Used the Unusual to Use as Usual, again
Up-cycling design 2
In January I touched on the subject of up-cycling in Floral Art- in fact you will notice that I often up-cycle or even down-cycle or just plain recycle items in my art. Let me explain the difference between down-cycling and up-cycling.
Down-cycling is what we understood traditionally as "recycling". Take the life-cycle of a beautiful sheet of paper. Recycled it would become a slightly off colour paper towel then compressed in a pulp mould to become a mushy cup holder and then a really ugly egg box or electronics packaging before its boiled pulp is so useless it can only be (burnable) waste.

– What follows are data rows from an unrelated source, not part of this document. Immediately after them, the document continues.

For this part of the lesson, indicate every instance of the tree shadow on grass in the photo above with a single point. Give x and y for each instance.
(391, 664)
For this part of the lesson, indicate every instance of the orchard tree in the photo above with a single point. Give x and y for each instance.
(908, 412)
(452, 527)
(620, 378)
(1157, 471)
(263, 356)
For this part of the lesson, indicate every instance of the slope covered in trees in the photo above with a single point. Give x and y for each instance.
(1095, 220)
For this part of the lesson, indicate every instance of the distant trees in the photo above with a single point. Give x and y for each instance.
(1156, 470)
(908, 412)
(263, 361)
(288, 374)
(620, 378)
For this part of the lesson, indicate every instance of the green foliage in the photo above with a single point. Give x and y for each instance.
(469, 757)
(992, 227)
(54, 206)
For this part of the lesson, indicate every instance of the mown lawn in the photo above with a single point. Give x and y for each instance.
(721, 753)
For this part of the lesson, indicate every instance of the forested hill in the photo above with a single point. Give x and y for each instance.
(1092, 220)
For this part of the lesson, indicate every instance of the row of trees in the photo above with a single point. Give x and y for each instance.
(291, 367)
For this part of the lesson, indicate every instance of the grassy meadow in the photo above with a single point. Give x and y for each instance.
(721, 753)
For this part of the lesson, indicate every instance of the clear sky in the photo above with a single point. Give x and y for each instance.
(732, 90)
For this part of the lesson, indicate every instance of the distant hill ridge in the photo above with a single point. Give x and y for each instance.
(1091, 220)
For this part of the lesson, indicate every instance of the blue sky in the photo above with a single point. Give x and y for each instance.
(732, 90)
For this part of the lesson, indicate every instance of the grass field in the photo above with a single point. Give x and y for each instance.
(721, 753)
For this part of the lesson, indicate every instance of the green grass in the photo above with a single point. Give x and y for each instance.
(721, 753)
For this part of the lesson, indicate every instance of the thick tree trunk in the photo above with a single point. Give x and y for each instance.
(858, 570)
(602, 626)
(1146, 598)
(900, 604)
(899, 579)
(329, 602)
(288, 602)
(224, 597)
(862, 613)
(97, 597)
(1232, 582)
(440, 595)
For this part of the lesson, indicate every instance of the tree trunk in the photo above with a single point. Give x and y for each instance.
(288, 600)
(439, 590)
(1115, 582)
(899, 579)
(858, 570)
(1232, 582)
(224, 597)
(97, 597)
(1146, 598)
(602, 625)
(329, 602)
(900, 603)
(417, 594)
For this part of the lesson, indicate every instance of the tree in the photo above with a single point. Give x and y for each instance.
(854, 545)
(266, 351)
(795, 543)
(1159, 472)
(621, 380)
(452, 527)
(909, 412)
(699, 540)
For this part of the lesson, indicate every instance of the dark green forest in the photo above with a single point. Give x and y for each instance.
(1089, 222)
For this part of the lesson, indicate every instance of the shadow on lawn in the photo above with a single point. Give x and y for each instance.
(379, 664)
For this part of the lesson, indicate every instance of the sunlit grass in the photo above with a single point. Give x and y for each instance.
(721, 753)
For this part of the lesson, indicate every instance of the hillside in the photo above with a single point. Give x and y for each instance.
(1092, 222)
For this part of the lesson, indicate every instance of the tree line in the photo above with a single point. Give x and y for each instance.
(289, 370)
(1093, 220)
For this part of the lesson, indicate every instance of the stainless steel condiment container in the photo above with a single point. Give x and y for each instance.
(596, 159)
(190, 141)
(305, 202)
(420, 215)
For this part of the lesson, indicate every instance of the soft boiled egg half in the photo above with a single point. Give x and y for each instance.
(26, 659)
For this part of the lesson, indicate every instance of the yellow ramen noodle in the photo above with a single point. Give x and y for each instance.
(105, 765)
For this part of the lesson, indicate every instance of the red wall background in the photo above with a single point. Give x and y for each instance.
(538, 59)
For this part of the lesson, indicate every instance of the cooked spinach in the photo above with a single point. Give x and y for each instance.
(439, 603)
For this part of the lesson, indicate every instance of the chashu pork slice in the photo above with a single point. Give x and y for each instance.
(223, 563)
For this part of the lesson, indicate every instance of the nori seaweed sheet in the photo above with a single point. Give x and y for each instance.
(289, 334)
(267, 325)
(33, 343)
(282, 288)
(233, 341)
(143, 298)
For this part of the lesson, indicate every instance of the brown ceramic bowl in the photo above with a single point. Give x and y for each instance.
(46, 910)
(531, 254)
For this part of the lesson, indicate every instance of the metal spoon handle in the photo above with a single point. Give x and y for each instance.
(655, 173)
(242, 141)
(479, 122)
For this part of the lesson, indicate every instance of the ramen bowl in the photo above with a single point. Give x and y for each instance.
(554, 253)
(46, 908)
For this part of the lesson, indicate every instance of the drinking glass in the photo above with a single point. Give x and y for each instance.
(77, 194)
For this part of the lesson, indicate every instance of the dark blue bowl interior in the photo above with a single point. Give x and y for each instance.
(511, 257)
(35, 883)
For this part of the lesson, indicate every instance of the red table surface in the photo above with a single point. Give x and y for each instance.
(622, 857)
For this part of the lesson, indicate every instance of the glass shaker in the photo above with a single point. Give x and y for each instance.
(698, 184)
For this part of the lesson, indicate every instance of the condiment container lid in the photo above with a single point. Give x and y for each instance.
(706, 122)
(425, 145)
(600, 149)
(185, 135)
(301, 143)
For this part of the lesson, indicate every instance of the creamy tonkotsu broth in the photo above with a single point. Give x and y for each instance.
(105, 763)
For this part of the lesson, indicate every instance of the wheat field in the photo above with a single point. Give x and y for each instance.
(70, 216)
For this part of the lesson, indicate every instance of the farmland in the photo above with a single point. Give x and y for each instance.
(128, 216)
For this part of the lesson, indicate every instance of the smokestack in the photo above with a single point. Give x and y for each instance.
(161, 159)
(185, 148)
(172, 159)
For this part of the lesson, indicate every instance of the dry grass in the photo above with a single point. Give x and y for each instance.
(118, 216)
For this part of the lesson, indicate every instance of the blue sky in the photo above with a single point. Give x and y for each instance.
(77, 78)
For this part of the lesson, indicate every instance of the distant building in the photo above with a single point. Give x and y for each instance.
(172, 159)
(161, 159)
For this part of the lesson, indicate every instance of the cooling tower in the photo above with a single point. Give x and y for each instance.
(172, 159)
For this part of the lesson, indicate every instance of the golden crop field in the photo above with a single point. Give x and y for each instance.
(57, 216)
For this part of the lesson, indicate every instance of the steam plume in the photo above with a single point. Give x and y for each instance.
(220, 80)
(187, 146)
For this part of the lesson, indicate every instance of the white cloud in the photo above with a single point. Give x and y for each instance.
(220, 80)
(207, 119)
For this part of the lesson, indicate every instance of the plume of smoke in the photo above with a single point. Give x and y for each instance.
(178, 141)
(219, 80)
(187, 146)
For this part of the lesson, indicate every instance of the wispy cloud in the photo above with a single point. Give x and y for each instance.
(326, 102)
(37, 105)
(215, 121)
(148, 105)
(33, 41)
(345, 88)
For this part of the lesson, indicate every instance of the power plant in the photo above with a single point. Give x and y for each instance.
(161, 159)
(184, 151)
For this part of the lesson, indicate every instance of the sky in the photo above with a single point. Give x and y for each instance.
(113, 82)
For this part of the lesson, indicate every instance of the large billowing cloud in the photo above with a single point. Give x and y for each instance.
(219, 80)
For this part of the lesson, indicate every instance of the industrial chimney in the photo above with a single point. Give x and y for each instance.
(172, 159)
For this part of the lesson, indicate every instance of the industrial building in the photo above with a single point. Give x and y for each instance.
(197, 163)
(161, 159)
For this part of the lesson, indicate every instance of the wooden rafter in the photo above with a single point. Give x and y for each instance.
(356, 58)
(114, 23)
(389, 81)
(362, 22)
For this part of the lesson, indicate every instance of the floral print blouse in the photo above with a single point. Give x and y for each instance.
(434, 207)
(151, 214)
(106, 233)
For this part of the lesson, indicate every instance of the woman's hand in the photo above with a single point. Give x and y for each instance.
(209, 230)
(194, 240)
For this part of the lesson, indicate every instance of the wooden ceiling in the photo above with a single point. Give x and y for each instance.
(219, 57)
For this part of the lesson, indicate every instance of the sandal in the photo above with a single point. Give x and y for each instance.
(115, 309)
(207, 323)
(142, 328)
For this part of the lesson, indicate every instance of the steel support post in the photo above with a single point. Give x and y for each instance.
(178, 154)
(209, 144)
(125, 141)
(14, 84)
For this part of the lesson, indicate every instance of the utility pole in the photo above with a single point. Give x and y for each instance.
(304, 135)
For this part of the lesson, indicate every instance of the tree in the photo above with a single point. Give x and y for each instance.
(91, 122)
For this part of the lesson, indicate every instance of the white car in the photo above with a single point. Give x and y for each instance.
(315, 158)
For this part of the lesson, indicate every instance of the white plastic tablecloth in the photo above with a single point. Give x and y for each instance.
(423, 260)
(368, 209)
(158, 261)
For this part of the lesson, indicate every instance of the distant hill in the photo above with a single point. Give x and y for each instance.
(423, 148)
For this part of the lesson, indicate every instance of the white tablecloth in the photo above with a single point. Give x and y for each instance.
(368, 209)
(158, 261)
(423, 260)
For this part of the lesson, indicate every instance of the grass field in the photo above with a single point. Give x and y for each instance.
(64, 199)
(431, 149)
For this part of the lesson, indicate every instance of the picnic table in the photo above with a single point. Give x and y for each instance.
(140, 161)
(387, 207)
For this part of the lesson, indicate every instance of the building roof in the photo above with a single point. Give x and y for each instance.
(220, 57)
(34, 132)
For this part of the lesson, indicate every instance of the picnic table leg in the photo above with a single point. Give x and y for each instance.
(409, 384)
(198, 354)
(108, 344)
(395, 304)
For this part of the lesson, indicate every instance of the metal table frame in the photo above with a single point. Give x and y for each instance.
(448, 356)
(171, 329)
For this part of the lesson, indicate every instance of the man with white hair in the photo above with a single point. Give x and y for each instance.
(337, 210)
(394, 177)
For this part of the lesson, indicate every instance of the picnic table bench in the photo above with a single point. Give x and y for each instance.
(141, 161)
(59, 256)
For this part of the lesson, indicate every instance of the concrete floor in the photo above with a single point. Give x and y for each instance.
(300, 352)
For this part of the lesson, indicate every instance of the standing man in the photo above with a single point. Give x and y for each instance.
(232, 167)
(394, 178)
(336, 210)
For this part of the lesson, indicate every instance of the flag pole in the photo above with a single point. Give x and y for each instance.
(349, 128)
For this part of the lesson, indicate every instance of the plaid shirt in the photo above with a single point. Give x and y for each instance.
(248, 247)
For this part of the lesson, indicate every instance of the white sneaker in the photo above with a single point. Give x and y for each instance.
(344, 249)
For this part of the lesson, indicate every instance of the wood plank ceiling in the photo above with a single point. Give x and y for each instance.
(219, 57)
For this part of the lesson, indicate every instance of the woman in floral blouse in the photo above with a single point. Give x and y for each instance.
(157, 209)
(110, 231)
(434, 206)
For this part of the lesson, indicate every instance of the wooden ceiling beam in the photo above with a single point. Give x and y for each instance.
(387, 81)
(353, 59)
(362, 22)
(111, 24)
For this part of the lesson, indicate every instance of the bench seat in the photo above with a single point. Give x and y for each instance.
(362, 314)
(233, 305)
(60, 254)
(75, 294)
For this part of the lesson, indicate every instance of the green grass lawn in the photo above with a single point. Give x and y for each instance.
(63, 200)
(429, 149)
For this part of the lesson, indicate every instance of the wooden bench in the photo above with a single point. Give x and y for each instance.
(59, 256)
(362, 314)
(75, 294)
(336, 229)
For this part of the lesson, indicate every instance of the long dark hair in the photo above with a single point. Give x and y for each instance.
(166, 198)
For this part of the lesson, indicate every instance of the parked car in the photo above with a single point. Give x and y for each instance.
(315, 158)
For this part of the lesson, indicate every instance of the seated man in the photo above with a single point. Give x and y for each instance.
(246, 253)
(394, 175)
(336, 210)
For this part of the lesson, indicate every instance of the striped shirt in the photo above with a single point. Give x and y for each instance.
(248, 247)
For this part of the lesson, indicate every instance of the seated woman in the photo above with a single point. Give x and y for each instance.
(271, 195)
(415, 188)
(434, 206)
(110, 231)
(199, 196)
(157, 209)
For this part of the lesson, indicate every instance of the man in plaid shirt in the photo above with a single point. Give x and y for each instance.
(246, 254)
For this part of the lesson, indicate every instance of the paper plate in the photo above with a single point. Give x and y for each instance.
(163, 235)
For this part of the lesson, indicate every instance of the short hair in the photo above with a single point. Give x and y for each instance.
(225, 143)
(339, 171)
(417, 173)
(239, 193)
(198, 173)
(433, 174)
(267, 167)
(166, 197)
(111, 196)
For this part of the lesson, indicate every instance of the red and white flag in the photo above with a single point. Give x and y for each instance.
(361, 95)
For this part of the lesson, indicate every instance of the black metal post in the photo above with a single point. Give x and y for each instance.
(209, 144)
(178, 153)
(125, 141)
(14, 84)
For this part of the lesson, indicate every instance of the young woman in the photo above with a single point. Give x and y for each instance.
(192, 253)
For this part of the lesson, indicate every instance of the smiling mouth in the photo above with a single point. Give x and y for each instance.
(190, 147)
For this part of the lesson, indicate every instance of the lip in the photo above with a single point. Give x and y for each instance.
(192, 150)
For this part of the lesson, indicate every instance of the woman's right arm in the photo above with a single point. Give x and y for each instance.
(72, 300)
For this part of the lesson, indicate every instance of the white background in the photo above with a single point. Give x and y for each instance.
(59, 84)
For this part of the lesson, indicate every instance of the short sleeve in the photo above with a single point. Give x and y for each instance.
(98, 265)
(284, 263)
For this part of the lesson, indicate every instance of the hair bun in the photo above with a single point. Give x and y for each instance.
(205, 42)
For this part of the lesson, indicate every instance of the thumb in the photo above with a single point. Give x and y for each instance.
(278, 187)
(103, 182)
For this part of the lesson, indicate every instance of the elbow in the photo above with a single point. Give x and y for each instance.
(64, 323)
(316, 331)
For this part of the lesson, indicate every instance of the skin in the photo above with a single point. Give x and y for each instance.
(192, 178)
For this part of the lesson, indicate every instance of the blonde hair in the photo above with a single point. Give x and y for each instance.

Up-cycling is the process of converting waste materials into products that are more valuable, better quality or of a higher environmental importance. Beautiful paper, when up-cycled becomes wallpaper. Burned out candle stumps become floral vases. An old wool jersey becomes felt pebbles. A cardboard box becomes the base of my Floral Hourglass sculpture. Re-purposed wire and fishing line found between the rocks on the beach becomes my In the bag Design.
Successful up-cycling in design always appear to be seamless and never forced.
Consider adding details only if it is the natural solution to a design problem. If you force "recycling" into a design it attracts too much attention and distract from the beauty of nature- which is still the point of Floral Art.
This design is all about the orchids
I used Aranthera: James Storie orchids.
They look rather similar to the Mokara and Aranda orchids. As I understand it, Arandas and Aranthera orchids are similar in shape to Mokara orchids, but have longer and thinner petals. The Arandas are also slightly bigger than the Arantheras.
For an example of both the Aranthera and Aranda orchids in one design see my WAFA 10th International Flower Show in Boston USA: This Glorious Earth made for the WAFA Flower show in Boston.This design was the starting point of the idea for the Zipper design. You will clearly see the similarities.
Willow twig blind with tiny Aranthera: James Storie orchids
I wanted to place these orchids on a twig blind. I could either hang the entire stem to naturally trail up (or down) the blind but this is quite a small design and the flowers would be spaced very far apart. To place the tiny florets in exactly the right spot I needed tiny test tubes.
Orchids are slow drinkers and ideal to design in tiny test tubes or even drinking straws test tubes
See below for a drinking straw test tubes Tutorial
Next, I wired a fragile "cage" of willow twigs to emphasize the vertical placement of the orchids on the horizontal lines of the blind.
Willow hook to hang the design from.